Every student is assumed to give one talk in the first half and one talk in the second half of the semester, each of 45 minutes length. A short explantion on how to prepare for a talk in this seminar can be found here. The speakers for week n will be determined at the end of the seminar in week n-2.
As a preparation for your talk, we will meet with you before your talk once you have it ready. This meeting should take place around five days before the talk will take place. We are of course also willing to answer questions by email.

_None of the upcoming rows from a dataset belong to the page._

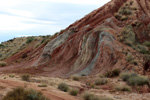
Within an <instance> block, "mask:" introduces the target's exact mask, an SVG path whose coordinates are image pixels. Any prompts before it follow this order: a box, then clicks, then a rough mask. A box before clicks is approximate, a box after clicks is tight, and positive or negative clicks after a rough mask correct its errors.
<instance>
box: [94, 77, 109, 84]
mask: <svg viewBox="0 0 150 100" xmlns="http://www.w3.org/2000/svg"><path fill="white" fill-rule="evenodd" d="M107 83H108V80H107V79H106V78H101V79H97V80H96V81H95V85H104V84H107Z"/></svg>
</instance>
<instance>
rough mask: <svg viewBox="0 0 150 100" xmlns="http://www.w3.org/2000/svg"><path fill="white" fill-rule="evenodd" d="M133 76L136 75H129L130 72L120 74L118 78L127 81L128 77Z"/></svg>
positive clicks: (135, 75) (135, 74)
mask: <svg viewBox="0 0 150 100" xmlns="http://www.w3.org/2000/svg"><path fill="white" fill-rule="evenodd" d="M133 76H137V74H136V73H130V72H124V73H121V75H120V77H121V79H122V80H123V81H128V79H129V78H130V77H133Z"/></svg>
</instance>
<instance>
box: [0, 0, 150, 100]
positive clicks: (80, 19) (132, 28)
mask: <svg viewBox="0 0 150 100" xmlns="http://www.w3.org/2000/svg"><path fill="white" fill-rule="evenodd" d="M17 86H22V87H24V89H26V88H32V89H35V90H38V91H41V93H43V94H44V96H46V97H48V98H49V99H51V100H150V0H111V1H110V2H108V3H107V4H105V5H104V6H102V7H100V8H98V9H96V10H94V11H93V12H91V13H89V14H88V15H86V16H85V17H83V18H82V19H80V20H78V21H76V22H75V23H73V24H71V25H70V26H68V27H67V28H66V29H64V30H61V31H60V32H57V33H55V34H54V35H53V36H32V37H21V38H15V39H12V40H9V41H6V42H3V43H1V44H0V93H1V94H0V100H1V99H2V98H3V97H4V96H6V94H7V92H8V91H10V90H12V88H15V87H17ZM36 96H37V95H36ZM36 96H35V95H34V96H31V97H36ZM10 100H12V99H10ZM19 100H20V99H19Z"/></svg>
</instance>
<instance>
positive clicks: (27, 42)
mask: <svg viewBox="0 0 150 100" xmlns="http://www.w3.org/2000/svg"><path fill="white" fill-rule="evenodd" d="M33 40H34V37H28V38H27V41H26V43H27V44H29V43H31V42H32V41H33Z"/></svg>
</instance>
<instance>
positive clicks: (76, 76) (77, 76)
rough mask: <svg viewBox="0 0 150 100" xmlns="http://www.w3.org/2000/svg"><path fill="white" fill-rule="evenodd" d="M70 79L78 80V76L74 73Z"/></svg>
mask: <svg viewBox="0 0 150 100" xmlns="http://www.w3.org/2000/svg"><path fill="white" fill-rule="evenodd" d="M72 79H73V80H74V81H79V80H80V77H79V76H77V75H74V76H72Z"/></svg>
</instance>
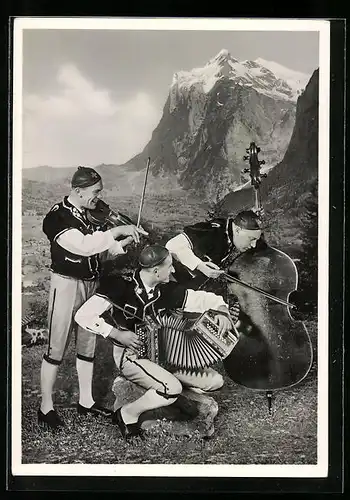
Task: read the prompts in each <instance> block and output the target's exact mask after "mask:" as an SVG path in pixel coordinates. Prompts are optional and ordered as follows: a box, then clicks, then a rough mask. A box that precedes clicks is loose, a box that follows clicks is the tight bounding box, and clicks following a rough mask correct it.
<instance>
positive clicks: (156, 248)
mask: <svg viewBox="0 0 350 500" xmlns="http://www.w3.org/2000/svg"><path fill="white" fill-rule="evenodd" d="M168 255H169V250H168V249H167V248H165V247H162V246H161V245H150V246H148V247H145V248H144V249H143V250H142V252H141V253H140V257H139V264H140V266H141V267H143V268H144V269H147V268H151V267H154V266H158V265H159V264H161V263H162V262H164V261H165V259H166V258H167V257H168Z"/></svg>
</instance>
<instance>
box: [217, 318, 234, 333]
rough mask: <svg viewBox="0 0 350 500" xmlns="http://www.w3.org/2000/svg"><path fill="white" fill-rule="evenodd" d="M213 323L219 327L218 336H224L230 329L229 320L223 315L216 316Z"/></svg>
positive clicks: (228, 318)
mask: <svg viewBox="0 0 350 500" xmlns="http://www.w3.org/2000/svg"><path fill="white" fill-rule="evenodd" d="M214 321H215V323H216V324H217V325H219V329H218V334H219V335H220V336H222V335H224V334H225V333H226V332H228V331H230V330H231V328H232V322H231V320H230V319H229V318H228V317H227V316H225V315H223V314H216V315H215V317H214Z"/></svg>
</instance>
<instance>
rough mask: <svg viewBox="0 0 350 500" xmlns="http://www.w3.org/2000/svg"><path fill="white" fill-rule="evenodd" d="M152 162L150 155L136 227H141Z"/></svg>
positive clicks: (147, 160)
mask: <svg viewBox="0 0 350 500" xmlns="http://www.w3.org/2000/svg"><path fill="white" fill-rule="evenodd" d="M150 164H151V158H150V157H148V159H147V166H146V174H145V181H144V183H143V190H142V196H141V201H140V207H139V214H138V216H137V222H136V227H140V221H141V212H142V208H143V202H144V200H145V194H146V185H147V177H148V171H149V167H150Z"/></svg>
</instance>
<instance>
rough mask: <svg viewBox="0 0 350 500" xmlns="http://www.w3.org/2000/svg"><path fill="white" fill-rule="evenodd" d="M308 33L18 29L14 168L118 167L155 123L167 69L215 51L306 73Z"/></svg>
mask: <svg viewBox="0 0 350 500" xmlns="http://www.w3.org/2000/svg"><path fill="white" fill-rule="evenodd" d="M318 38H319V34H318V32H295V31H284V32H248V31H244V32H242V31H235V32H233V31H229V32H228V31H226V32H223V31H221V32H220V31H136V30H134V31H130V30H129V31H123V30H113V31H102V30H69V31H68V30H34V29H32V30H25V31H24V35H23V109H24V121H23V167H25V168H26V167H33V166H38V165H51V166H76V165H81V164H85V165H96V164H99V163H102V162H104V163H117V164H118V163H123V162H125V161H127V160H129V159H130V158H131V157H132V156H134V155H135V154H137V153H139V152H140V151H141V150H142V149H143V147H144V146H145V145H146V144H147V142H148V141H149V139H150V138H151V134H152V131H153V130H154V128H155V126H156V125H157V124H158V122H159V120H160V118H161V115H162V110H163V106H164V104H165V100H166V98H167V95H168V92H169V87H170V85H171V81H172V77H173V74H174V73H175V72H176V71H179V70H191V69H192V68H195V67H201V66H204V65H205V64H206V63H207V62H208V60H209V59H211V58H212V57H214V56H215V55H216V54H217V53H218V52H219V51H220V50H221V49H224V48H225V49H228V50H229V51H230V53H231V55H232V56H233V57H235V58H236V59H238V60H245V59H251V60H254V59H257V58H258V57H261V58H263V59H265V60H269V61H275V62H277V63H279V64H282V65H283V66H286V67H288V68H290V69H294V70H297V71H301V72H303V73H306V74H309V75H310V76H311V74H312V72H313V71H314V70H315V69H316V68H317V67H318V65H319V60H318V50H319V48H318Z"/></svg>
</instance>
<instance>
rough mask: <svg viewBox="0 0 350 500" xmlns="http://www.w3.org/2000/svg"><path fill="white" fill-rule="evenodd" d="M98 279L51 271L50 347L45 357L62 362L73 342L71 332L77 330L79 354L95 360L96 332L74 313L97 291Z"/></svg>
mask: <svg viewBox="0 0 350 500" xmlns="http://www.w3.org/2000/svg"><path fill="white" fill-rule="evenodd" d="M96 287H97V282H96V281H82V280H77V279H74V278H68V277H66V276H61V275H59V274H56V273H53V272H51V282H50V293H49V307H48V330H49V338H48V349H47V352H46V353H45V355H44V359H45V360H46V361H47V362H48V363H52V364H57V365H59V364H60V363H61V362H62V359H63V356H64V353H65V351H66V349H67V347H68V345H69V342H70V339H71V333H72V331H73V330H75V332H76V353H77V357H78V358H80V359H82V360H85V361H93V359H94V356H95V346H96V335H94V334H93V333H90V332H88V331H86V330H84V329H83V328H81V327H80V326H78V325H77V324H76V323H75V321H74V315H75V313H76V312H77V310H78V309H79V307H81V306H82V305H83V303H84V302H86V301H87V300H88V299H89V298H90V297H91V296H92V295H93V294H94V292H95V290H96Z"/></svg>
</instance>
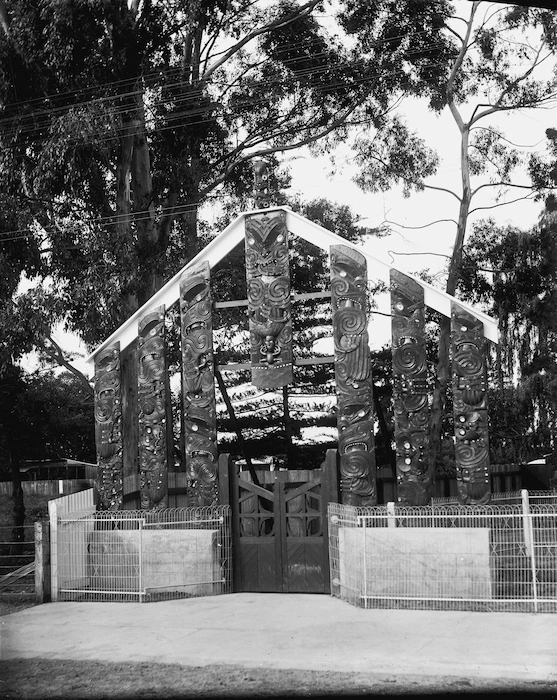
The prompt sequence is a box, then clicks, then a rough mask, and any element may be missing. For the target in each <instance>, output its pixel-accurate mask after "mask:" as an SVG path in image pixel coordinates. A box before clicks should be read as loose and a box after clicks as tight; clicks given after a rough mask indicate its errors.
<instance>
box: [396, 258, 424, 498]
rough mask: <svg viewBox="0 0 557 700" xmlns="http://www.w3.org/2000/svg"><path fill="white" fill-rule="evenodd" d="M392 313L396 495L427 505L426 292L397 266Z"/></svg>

|1||Emilio Corso||Introduction, overview & administration.|
|2||Robert Meier, Xiaoying Cao||Gauss Circle Problem||[GCP] and parts of Chapter 3 in [FA]|
|3||Sebastian Vögele, Roman Gorazd||Hyperbolic plane||[EW1, Chapters 9.1 and 9.2]|
|4||Emanuel Malvetti, Clemens Bannwart||Linear groups and Haar measures||[EW1,Chapters 8.3, 9.3, C.2 and Lemma 11.31], [Folland, Chapter 11], [Knapp, § § 1,2,3 of the Introduction]|
|5||Haoyun Ying, René Pfitscher||Lattices in linear groups||[EW1,Chapters 9.3, 9.4], [EW3, Chapters 1.1.1, 1.1.2]|
|6||Santiago Misteli, Alberto Perrella||Ergodic transformations, unitary representations and ergodicity of the geodesic flow||[EW1,Chapters 2.1-2.4, 11.3]|
|7||Clemens Bannwart, Sebastian Vögele||Mautner phenomenon, mixing transformations and the Howe-Moore theorem.||[EW1,Chapters 2.7, 11.4], [EW3, 2.2-2.3]|
|8||Haoyun Ying, René Pfitscher||Equidistribution of large horocycles||notes here.|
|9||Robert Meier, Roman Gorazd||Counting primitive integer points in the Euclidean plane||[EW3, 12.1-12.3] and notes here.|
|10||Xiaoying Cao, Emanuel Malvetti||The counting method of Duke, Rudnick, Sarnak and Eskin, McMullen||[EW3, 12.3]|
|11||Santiago Misteli, Alberto Perrella||Equidistribution of large circles and Selberg's theorem||[EW3, 12.2] as well as these notes.|
|12||Pengyu Yang||Counting integer matrices with given determinant||[EW3, 12.5]|
Solving exercises is an important part of this seminar and a prerequisite for every attending student to obtain the credits. When you have solved an exercise, post it on this overleaf, so that we and other students can have a look at it. We expect every student to solve and post 3 exercises during the semester, which will be assigned by a random process. You may of course suggest exercises of your interest.